Production warning: do not leave bootstrap enabled after the first successful production deployment. Treat the bootstrap values as privileged seed credentials and rotate the temporary admin password immediately.

For detailed startup rules, post-install behavior, and production risk guidance, see System Bootstrap Behavior.

6. Configure CORS

TokenIDP uses origin-based CORS policies for browser applications. Before testing authentication flows, determine which browser origins should be allowed to access the platform.

Typical origins include:

Admin Portal origin, for example https://admin.example.com
Local development SPA origin, for example http://localhost:3000
Production application origins, for example https://app.example.com

Only browser-based applications require CORS configuration. Server-to-server communication is not subject to browser CORS restrictions.

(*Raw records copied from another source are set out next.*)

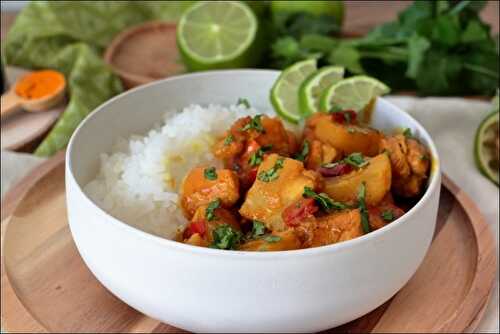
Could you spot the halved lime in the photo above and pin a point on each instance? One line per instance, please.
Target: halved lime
(486, 146)
(284, 94)
(353, 93)
(217, 34)
(311, 90)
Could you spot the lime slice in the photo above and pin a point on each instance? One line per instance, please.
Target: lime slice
(353, 93)
(217, 34)
(311, 90)
(284, 94)
(486, 147)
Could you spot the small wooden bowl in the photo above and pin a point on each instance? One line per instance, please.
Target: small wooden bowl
(145, 53)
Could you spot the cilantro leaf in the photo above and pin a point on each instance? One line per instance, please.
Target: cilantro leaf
(303, 152)
(210, 173)
(365, 222)
(324, 200)
(271, 174)
(244, 102)
(387, 215)
(226, 237)
(255, 124)
(257, 157)
(210, 210)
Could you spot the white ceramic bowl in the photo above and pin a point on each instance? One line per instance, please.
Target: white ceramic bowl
(206, 290)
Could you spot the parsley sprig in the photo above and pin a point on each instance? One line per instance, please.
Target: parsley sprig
(271, 174)
(324, 200)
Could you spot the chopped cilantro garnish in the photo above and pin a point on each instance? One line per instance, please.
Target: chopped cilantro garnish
(324, 200)
(228, 140)
(225, 237)
(255, 124)
(257, 157)
(210, 173)
(210, 211)
(387, 215)
(407, 133)
(271, 174)
(365, 223)
(258, 229)
(304, 152)
(244, 102)
(355, 159)
(271, 238)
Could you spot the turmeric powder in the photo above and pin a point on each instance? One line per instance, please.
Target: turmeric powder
(39, 84)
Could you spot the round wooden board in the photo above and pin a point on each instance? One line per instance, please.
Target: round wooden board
(23, 128)
(46, 287)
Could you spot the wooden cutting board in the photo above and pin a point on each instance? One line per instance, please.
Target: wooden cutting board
(46, 287)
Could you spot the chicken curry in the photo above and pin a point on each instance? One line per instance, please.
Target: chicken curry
(276, 192)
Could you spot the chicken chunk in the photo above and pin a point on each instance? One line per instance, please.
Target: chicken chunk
(346, 138)
(336, 227)
(320, 154)
(197, 189)
(280, 182)
(409, 162)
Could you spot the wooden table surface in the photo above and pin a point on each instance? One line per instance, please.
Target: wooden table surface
(360, 16)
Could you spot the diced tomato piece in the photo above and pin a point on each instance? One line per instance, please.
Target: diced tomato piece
(336, 170)
(298, 211)
(345, 116)
(199, 227)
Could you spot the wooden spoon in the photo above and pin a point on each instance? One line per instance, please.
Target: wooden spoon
(11, 102)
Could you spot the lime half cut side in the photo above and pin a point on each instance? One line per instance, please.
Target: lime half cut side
(217, 34)
(285, 91)
(311, 90)
(486, 147)
(354, 93)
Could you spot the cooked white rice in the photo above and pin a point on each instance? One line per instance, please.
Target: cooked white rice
(138, 181)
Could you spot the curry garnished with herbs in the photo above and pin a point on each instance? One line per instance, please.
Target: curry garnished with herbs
(341, 180)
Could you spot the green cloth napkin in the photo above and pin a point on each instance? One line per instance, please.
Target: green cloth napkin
(70, 36)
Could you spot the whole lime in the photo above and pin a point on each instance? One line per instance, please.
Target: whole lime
(333, 8)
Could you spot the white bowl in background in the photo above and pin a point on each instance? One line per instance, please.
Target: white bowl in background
(208, 290)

7. Set up the React Admin Portal with Authorization Code + PKCE

The TokenIDP Admin Portal is distributed as a prebuilt static React application.

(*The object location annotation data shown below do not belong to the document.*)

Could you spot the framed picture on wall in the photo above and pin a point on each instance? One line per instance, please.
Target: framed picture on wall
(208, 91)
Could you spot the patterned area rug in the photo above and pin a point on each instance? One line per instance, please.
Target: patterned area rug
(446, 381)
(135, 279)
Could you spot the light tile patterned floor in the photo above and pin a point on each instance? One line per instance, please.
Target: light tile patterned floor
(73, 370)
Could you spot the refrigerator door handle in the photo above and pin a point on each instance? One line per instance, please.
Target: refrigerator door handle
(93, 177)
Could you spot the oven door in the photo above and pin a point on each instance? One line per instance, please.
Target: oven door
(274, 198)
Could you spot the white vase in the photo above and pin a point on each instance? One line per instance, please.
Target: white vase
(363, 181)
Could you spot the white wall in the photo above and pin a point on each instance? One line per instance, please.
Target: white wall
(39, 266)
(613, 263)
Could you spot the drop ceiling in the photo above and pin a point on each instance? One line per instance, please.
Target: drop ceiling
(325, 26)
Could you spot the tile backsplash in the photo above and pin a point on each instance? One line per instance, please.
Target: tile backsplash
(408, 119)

Open the TokenIDP GitHub repository.
Download the TokenIDP.AdminPortal.<version>.zip asset from the Admin Portal release workflow artifacts.
Extract the ZIP package.
Deploy the extracted files to your preferred static hosting platform, such as IIS, Nginx, Azure Static Web Apps, Amazon S3 + CloudFront, or any other static hosting provider.

Configuration

The Admin Portal uses Authorization Code Flow with PKCE through the bundled tokenidp-react SDK.

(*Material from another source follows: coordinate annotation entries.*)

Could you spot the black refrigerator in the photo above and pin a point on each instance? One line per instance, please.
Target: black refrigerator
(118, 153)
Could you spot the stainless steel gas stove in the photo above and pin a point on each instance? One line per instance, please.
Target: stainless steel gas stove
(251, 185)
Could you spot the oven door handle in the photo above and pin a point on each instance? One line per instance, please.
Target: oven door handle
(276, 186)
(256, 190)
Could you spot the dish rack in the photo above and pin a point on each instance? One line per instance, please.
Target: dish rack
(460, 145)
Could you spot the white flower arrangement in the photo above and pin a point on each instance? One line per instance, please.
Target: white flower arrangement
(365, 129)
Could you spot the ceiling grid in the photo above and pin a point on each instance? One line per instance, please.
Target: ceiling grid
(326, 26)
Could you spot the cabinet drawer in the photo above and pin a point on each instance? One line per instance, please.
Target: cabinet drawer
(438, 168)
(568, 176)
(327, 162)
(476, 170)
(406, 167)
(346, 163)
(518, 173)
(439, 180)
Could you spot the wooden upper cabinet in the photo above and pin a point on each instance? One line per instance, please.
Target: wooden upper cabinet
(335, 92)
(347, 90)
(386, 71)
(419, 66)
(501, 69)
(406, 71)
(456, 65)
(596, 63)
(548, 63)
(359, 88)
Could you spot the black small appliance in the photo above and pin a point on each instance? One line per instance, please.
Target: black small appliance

No rebuild is required for each deployment environment.
No .env file changes are required after the release package is built. The .env files are only used during the React build process.
Runtime configuration is provided through the config.json file included in the deployment bundle.
Update config.json after deployment to configure environment-specific settings such as TokenIDP endpoints and client configuration.

Example config.json:

{
  "deploymentEnvironment": "development",
  "baseUrl": "https://localhost:5001",
  "authority": "https://localhost:5001",
  "tenantPropagationMode": "none",
  "tenantQueryParameter": "tenant",
  "userPermissionsPath": "admin/user/permissions",
  "clientId": "tokenidp-admin",
  "redirectUri": "http://localhost:3000/auth/callback",
  "postLoginRedirectUri": "/dashboard",
  "postLogoutRedirectUri": "http://localhost:3000/logout/callback",
  "scope": "openid profile tokenidp.admin.write tokenidp.admin.read"
}

Configure `config.json`

Update the runtime configuration before deployment:

Set baseUrl to the TokenIDP hosted URL.
Set authority to the same TokenIDP hosted URL.
Set redirectUri to the Admin Portal callback URL. This must exactly match Bootstrap:RedirectUri.
Set postLogoutRedirectUri to the Admin Portal logout callback URL. This must exactly match Bootstrap:LogoutRedirectUri.
Ensure clientId matches the Admin Portal client configured in appsettings.json under Bootstrap:ClientId and registered in TokenIDP.

Configure Static Hosting

Before deploying the Admin Portal:

Configure SPA route rewriting.
Rewrite all unknown routes to index.html.
Ensure browser refreshes continue to work for client-side routes.
Ensure direct navigation works for bookmarked URLs.

Common routes include:

/auth/callback
/dashboard
/applications
/users
/roles

Register Redirect URIs in TokenIDP

For the Admin Portal client, register the following redirect URIs:

http://localhost:3000/auth/callback

http://localhost:3000/logout/callback

Common Pitfalls

Keeping Bootstrap:Enable turned on after initialization.
Reusing a development signing key in production.
Putting a private signing key directly in appsettings.json instead of using user secrets, a protected file path, or certificate configuration.
Registering http://localhost:3000/ in the client but sending http://localhost:3000/callback in the authorization request.
Allowing the SPA origin in CORS but forgetting the Admin Portal origin.
Using the old AddTresorAuthServices or UseTresorAuthAsync names in a current host.

Troubleshooting

If startup throws a signing-key error, verify your local TokenOptions:KeyPath user secret or configure production TokenOptions:CertificateThumbprint / TokenOptions:CertificateSubjectName.
If the SPA loops between callback and login, inspect the browser network trace for a redirect URI mismatch or missing code_verifier.
If token validation fails in your API, compare Issuer, Audience, and JWKS settings on both sides.